Le sue avventure ci sono raccontate da varie fonti, da Erodoto al geografo Strabone, a Ateneo, una specie di tuttologo di età romano imperiale. In sintesi: Carasso si invaghì a Naucrati di una prostituta di nome Rodopi, e per lei quasi rovinò se stesso e la famiglia. L’uomo si trovava a Naucrati – il primo emporio commerciale aperto per i Greci in Egitto a cavallo fra il VII e il VI secolo a. C. – per commerciare vino. Quando finalmente tornò a Mitilene fu duramente rimproverato dalla sorella in un poema. La vicenda permette di indagare aspetti di solito trascurati della vita di una città arcaica: un membro di una famiglia nobile e ricca viaggia per mare alla volta di lontani mercati, per vendere i surplus della propria produzione agricola; soprattutto vino, prodotto assai richiesto dagli assetatissimi Egiziani. I suoi comportamenti mettono in pericolo la situazione complessiva della famiglia e vengono stigmatizzati nei canti dalla sorella. Il problema è che tutta la storia ha tratti decisamente favolistici, al punto che molti studiosi hanno pensato che si tratti di una invenzione dei biografi di Saffo.
Il nuovo papiro si inserisce prepotentemente in questo contesto e sembra dirimere la questione. Contiene i resti di due poemi, chiamati da Obbink rispettivamente Brothers Poem e Kypris Poem. Del secondo poco si può dire per lo stato deplorevole del testo, del primo si conservano invece ben cinque strofe (le cosiddette saffiche) quasi integre.
All’inizio l’io poetico (diciamo Saffo) si rivolge aggressivamente a un interlocutore, cui impone di smettere di annunziare il ritorno di Carasso; gli chiede piuttosto di potere andare a pregare gli dèi più importanti dell’isola (Zeus e Era, che insieme con Dioniso formano una triade venerata in tutta Lesbo) perché favoriscano un ritorno felice. Un ritorno che sarà come il bel tempo dopo una tempesta: Carasso ha insomma messo in pericolo le sorti della famiglia. Saffo ribadisce ancora la sottomissione al volere degli dèi, e poi d’improvviso si volge a parlare di Larico, e questi viene accusato di non volere diventare adulto, di non volere contribuire al benessere (forse più sociale che materiale) della famiglia. Insomma Saffo mostra un caratterino tale, che ci aiuta a capire come mai in parecchi frammenti si premuri di dire di non essere persona soggetta all’orga, cioè all’ira. La lingua batte...
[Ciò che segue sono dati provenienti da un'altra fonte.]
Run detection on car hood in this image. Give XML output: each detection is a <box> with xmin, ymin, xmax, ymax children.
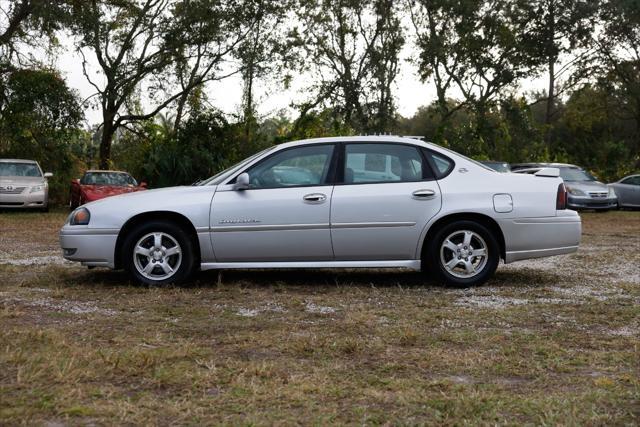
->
<box><xmin>0</xmin><ymin>176</ymin><xmax>44</xmax><ymax>187</ymax></box>
<box><xmin>565</xmin><ymin>181</ymin><xmax>609</xmax><ymax>191</ymax></box>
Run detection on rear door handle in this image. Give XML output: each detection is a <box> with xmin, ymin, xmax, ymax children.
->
<box><xmin>411</xmin><ymin>188</ymin><xmax>436</xmax><ymax>199</ymax></box>
<box><xmin>302</xmin><ymin>193</ymin><xmax>327</xmax><ymax>203</ymax></box>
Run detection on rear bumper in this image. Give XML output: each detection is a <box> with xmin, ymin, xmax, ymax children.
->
<box><xmin>567</xmin><ymin>195</ymin><xmax>618</xmax><ymax>209</ymax></box>
<box><xmin>60</xmin><ymin>225</ymin><xmax>118</xmax><ymax>268</ymax></box>
<box><xmin>500</xmin><ymin>210</ymin><xmax>582</xmax><ymax>263</ymax></box>
<box><xmin>0</xmin><ymin>192</ymin><xmax>48</xmax><ymax>209</ymax></box>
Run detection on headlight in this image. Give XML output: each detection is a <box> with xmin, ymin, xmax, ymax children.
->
<box><xmin>30</xmin><ymin>184</ymin><xmax>45</xmax><ymax>193</ymax></box>
<box><xmin>567</xmin><ymin>187</ymin><xmax>587</xmax><ymax>196</ymax></box>
<box><xmin>69</xmin><ymin>208</ymin><xmax>91</xmax><ymax>225</ymax></box>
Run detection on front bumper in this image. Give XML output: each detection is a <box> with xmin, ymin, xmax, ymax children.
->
<box><xmin>499</xmin><ymin>210</ymin><xmax>582</xmax><ymax>263</ymax></box>
<box><xmin>60</xmin><ymin>224</ymin><xmax>119</xmax><ymax>268</ymax></box>
<box><xmin>567</xmin><ymin>194</ymin><xmax>618</xmax><ymax>210</ymax></box>
<box><xmin>0</xmin><ymin>192</ymin><xmax>48</xmax><ymax>209</ymax></box>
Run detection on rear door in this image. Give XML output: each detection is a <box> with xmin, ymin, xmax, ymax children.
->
<box><xmin>210</xmin><ymin>144</ymin><xmax>335</xmax><ymax>262</ymax></box>
<box><xmin>331</xmin><ymin>143</ymin><xmax>442</xmax><ymax>260</ymax></box>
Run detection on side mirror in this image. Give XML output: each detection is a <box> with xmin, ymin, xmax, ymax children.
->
<box><xmin>233</xmin><ymin>172</ymin><xmax>249</xmax><ymax>190</ymax></box>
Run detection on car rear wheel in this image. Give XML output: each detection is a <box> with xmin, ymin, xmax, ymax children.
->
<box><xmin>123</xmin><ymin>221</ymin><xmax>195</xmax><ymax>285</ymax></box>
<box><xmin>425</xmin><ymin>221</ymin><xmax>500</xmax><ymax>286</ymax></box>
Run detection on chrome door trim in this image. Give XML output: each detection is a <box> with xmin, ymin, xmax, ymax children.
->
<box><xmin>302</xmin><ymin>193</ymin><xmax>327</xmax><ymax>205</ymax></box>
<box><xmin>209</xmin><ymin>223</ymin><xmax>329</xmax><ymax>233</ymax></box>
<box><xmin>331</xmin><ymin>221</ymin><xmax>416</xmax><ymax>228</ymax></box>
<box><xmin>411</xmin><ymin>188</ymin><xmax>436</xmax><ymax>200</ymax></box>
<box><xmin>200</xmin><ymin>259</ymin><xmax>421</xmax><ymax>271</ymax></box>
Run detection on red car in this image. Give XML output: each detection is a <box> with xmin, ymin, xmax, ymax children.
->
<box><xmin>69</xmin><ymin>170</ymin><xmax>147</xmax><ymax>209</ymax></box>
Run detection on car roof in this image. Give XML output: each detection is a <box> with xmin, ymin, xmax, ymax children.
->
<box><xmin>0</xmin><ymin>159</ymin><xmax>38</xmax><ymax>164</ymax></box>
<box><xmin>84</xmin><ymin>169</ymin><xmax>130</xmax><ymax>175</ymax></box>
<box><xmin>278</xmin><ymin>135</ymin><xmax>432</xmax><ymax>148</ymax></box>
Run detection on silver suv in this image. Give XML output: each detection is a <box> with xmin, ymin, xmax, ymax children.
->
<box><xmin>511</xmin><ymin>163</ymin><xmax>618</xmax><ymax>211</ymax></box>
<box><xmin>0</xmin><ymin>159</ymin><xmax>53</xmax><ymax>211</ymax></box>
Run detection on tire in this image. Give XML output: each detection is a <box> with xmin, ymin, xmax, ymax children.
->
<box><xmin>423</xmin><ymin>220</ymin><xmax>500</xmax><ymax>287</ymax></box>
<box><xmin>122</xmin><ymin>221</ymin><xmax>196</xmax><ymax>286</ymax></box>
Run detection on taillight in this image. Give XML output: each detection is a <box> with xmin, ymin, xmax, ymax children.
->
<box><xmin>556</xmin><ymin>183</ymin><xmax>567</xmax><ymax>211</ymax></box>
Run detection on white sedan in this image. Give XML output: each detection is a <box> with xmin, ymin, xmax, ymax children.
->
<box><xmin>60</xmin><ymin>136</ymin><xmax>581</xmax><ymax>286</ymax></box>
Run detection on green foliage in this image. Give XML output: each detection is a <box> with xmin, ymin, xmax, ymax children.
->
<box><xmin>0</xmin><ymin>70</ymin><xmax>89</xmax><ymax>202</ymax></box>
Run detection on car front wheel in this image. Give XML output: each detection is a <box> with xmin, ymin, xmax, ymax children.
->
<box><xmin>123</xmin><ymin>221</ymin><xmax>195</xmax><ymax>285</ymax></box>
<box><xmin>425</xmin><ymin>221</ymin><xmax>500</xmax><ymax>286</ymax></box>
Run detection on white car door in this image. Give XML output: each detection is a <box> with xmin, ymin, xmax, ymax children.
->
<box><xmin>210</xmin><ymin>144</ymin><xmax>334</xmax><ymax>262</ymax></box>
<box><xmin>331</xmin><ymin>143</ymin><xmax>442</xmax><ymax>260</ymax></box>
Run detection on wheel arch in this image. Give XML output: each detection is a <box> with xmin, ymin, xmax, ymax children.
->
<box><xmin>113</xmin><ymin>211</ymin><xmax>200</xmax><ymax>269</ymax></box>
<box><xmin>420</xmin><ymin>212</ymin><xmax>506</xmax><ymax>260</ymax></box>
In modo quasi miracoloso (forse fin troppo) il frammento sembra confermare le malefatte di Carasso e ci informa ulteriormente sulla figura dell’altro fratello Larico, che qui però si prende una solenne lavata di capo. Si tratta insomma di un poema non dedicato alla vita del gruppo femminile che tanta parte è della poesia saffica, bensì rivolto a commentare vicende che riguardano tutto il potente clan cui Saffo e i suoi fratelli appartengono. Forse il livello poetico non è elevatissimo, ma il testo è senz’altro di fondamentale importanza per meglio comprendere le dinamiche sociali e politiche di una collettività arcaica.